OTTAWA — The Harper Conservatives are signalling they are preparing to get tough with unemployed Canadians who refuse jobs they consider below them or too far away.

OTTAWA — The Harper Conservatives are signalling they are preparing to get tough with unemployed Canadians who refuse jobs they consider below them or too far away.

Finance Minister Jim Flaherty said Monday new rule changes to define “suitable employment” and “reasonable” efforts at finding work have yet to come down, but as far as he’s concerned people should be prepared to take pretty well any available job.

“There is no bad job, the only bad job is not having a job,” he told reporters. “I drove a taxi, I refereed hockey. You do what you have to do to make a living.”

Opposition critics leaped on the minister, accusing him of “insulting” Canadians who through no fault of their own find themselves out of work.

The economy has created 750,000 jobs since the recession, but the unemployment rate, last measured at 7.3 per cent, remains more than a full point higher than before the 2008-09 economic downturn. That means because of population growth, there are more unemployed Canadians today than four years ago, and more who have simply given up and left the labour force.

However, some business groups have complained they are experiencing labour shortages in some parts of the country, particularly Alberta and Saskatchewan, where the jobless rate is about two percentage points below the national average.

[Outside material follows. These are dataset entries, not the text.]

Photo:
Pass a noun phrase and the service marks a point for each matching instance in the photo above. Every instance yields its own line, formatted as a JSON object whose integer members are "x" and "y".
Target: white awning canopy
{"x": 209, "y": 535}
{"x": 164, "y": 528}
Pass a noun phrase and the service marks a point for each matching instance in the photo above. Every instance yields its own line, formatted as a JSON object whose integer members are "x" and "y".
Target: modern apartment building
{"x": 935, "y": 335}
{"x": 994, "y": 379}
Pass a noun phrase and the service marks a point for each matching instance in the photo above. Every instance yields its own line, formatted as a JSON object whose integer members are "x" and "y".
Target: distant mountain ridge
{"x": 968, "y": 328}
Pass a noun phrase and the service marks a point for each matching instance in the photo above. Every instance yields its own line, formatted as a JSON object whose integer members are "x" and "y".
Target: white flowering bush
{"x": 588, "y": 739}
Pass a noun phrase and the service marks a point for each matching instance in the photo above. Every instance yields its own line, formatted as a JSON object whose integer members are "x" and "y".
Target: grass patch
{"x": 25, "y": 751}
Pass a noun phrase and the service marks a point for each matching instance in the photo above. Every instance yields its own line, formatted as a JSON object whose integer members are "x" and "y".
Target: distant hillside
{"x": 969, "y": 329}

Flaherty agreed with that assessment and added that in future years, the issue will be one of worker shortages, not unemployment.

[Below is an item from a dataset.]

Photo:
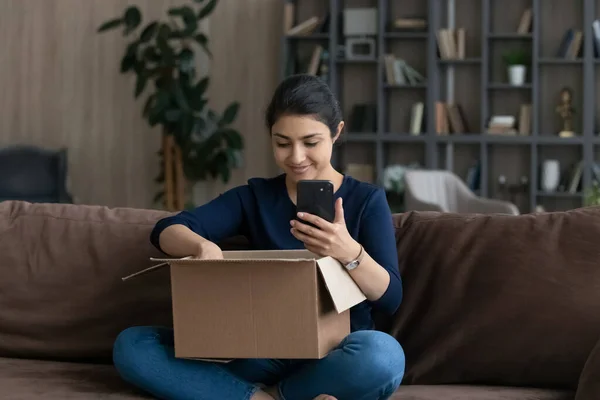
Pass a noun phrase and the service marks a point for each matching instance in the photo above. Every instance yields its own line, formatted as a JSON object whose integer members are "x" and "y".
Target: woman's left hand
{"x": 328, "y": 238}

The economy’s challenge in the future will be finding ways to encourage more handicapped Canadians, seniors, aboriginal people and the young to work, he said.

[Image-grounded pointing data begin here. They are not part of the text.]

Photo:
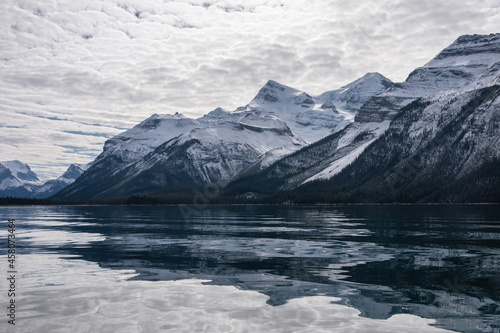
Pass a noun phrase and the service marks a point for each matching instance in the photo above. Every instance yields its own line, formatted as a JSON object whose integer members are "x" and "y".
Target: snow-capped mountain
{"x": 288, "y": 140}
{"x": 439, "y": 138}
{"x": 169, "y": 153}
{"x": 471, "y": 62}
{"x": 18, "y": 180}
{"x": 53, "y": 186}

“We are going to have significant labour shortages in this country,” he said.

“That means we are going to have to encourage more persons with disabilities to work, more seniors to work, more aboriginal people to work, including young people. We need to get rid of disincentives in the employment insurance system to people joining the work force.”

The minister’s statement came in a news conference in which he pressed the case for early passage of a massive omnibus bill the opposition has labelled a “Trojan horse” because it bundles together a wide array of issues, from environmental reviews to EI, immigration, old age pensions and public service cutbacks.

Flaherty made clear that the definition of what constitutes “suitable employment” under the Employment Insurance Act will be decided by Human Resources Minister Diane Finley.

But NDP critic Peggy Nash said Canadians should be concerned about what appears to be a hard line taken from the finance minister.

“If you are a computer software developer, will you be working at Tim Hortons? If you are an unemployed teacher or nurse, will you be working in the agricultural sector picking fruit?,” she asked.

“(That) is a colossal waste of skills ... talent and training.”

Nash pointed out that EI is not a government funded program, but an insurance policy paid for by employers and workers.

Liberal critic Marc Garneau, a former astronaut, called Flaherty’s comments “insulting,” and a threat to cut off Canadians currently collecting employment benefits if they won’t accept work in “another sector (or) another town.”

Along with changes to EI, the budget bill also proposes a change to the temporary foreign worker program to single out jobs that Canadians could fill.